Like the eco-system monsters, these vendors are coming at the problem as new entrants from the tech world, although less explicitly from a software/OS bent. 


  • Strengths: Playstation gives Sony many of the same advantages as XBox in terms of physical presence and content. They also unusual strength in content, thanks to their previous (and previously unsuccessful I might add) efforts to build an end-to-end conglomerate. 
  • Weaknesses: Their end-user relationships are weak as so much of what they sell goes through dealers and distributors, and while they have a presence in many areas they lack overwhelming strength in any of them.
  • Strengths: Amazon understand how to subsidise and sell content, and have the strongest customer relationship of any of the prospects. Also, although I don't explicitly list infrastructure as one of the essential criteria, their experience as a cloud vendor with Amazon Cloud Services and EC2 should help them on the delivery/execution side.
  • Weaknesses: Aside from their nascent Appstore (piggybacking on Android) they lack broadcast or software content. They also have very little physical presence in the front-room, although Kindle has shown they are not afraid of moving that way (think "Kindle TV"...).

The incumbents

These are the guys who should rule the world in internet TV, but have failed to deliver over the last ten years leaving them vulnerable to faster moving new entrants. Nonetheless they still have significant incumbency advantages and critically retain control of the all-important TV content.

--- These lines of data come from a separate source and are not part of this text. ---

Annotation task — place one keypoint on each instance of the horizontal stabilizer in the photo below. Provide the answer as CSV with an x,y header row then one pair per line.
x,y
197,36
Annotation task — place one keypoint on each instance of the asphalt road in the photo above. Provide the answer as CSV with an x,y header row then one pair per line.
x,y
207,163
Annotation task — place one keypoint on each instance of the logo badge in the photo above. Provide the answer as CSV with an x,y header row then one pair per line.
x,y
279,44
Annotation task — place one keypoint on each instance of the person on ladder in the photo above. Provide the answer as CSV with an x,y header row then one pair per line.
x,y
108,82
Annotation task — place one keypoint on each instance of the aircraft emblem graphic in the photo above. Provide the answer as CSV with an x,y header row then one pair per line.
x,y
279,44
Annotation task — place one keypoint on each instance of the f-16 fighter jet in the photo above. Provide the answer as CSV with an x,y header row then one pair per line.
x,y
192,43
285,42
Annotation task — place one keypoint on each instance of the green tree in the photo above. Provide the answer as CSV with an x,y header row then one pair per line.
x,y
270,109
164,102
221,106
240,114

  • Strengths: Under any rational scenario telcos should rule the world. They control the networks, have long-standing billing relationships with the customers and have a hardware presence in every home. 
  • Weaknesses: Unfortunately telcos suck at execution and have the UX abilities of a five year old. This is why, despite sending me mailshots advertising their IPTV services almost every month, telcos appear to be the dinosaurs forever condemned to roam the world and have their eggs stolen and devoured by nimbler faster moving creatures.
  • Strengths: There's a lot of overlap with these guys (the main difference is that broadcasters own the customer relationship whereas studios do not). Their trump card however is creating and owning content. This is their one big gambling chip because everyone will need to come to them before they can play the TV game.
  • Weaknesses: These guys have little experience on the "Internet" side of internet TV - understanding software, UX and apps. Note that broadcasters are highly fragmented between different regions which makes it hard for them to work together to build a common platform - the opposite of the global software eco-system monsters. Finally as they reap enormous cashflows from their current business models so are very likely to be held back by an "innovator's dilemma".
TV manufacturers:
  • Strengths: Much like telcos, TV manufacturers should be in a prime spot to dictate forthcoming TV standards. They have the best physical presence of all internet-TV challanges - after all they make the TVs!
  • Weaknesses: Unfortunately they spend so much time cutting each others throats in the ditches of the consumer hardware market, they never think about sitting back and working together. Instead of a unified internet TV standard each hardware vendor pursues its own equally cruddy attempt to "differentiate" (think handset manufacturer skins on Android). Ironically this just accelerates the commoditisation, as one crappy TV interface looks just like another from where I'm sitting...

Let battle commence!

The scorecard below sums up the competitive landscape. Note "balance scorecards" like this are not prescriptive - they are at best a rough and ready view. At the moment I think the ball is firmly in the court of the new challengers, primarily the eco-system monsters. They have a much clearer view of where the market will be going, a better arsenal to address that and are not held back by an incumbent's "Innovator's Dilemma".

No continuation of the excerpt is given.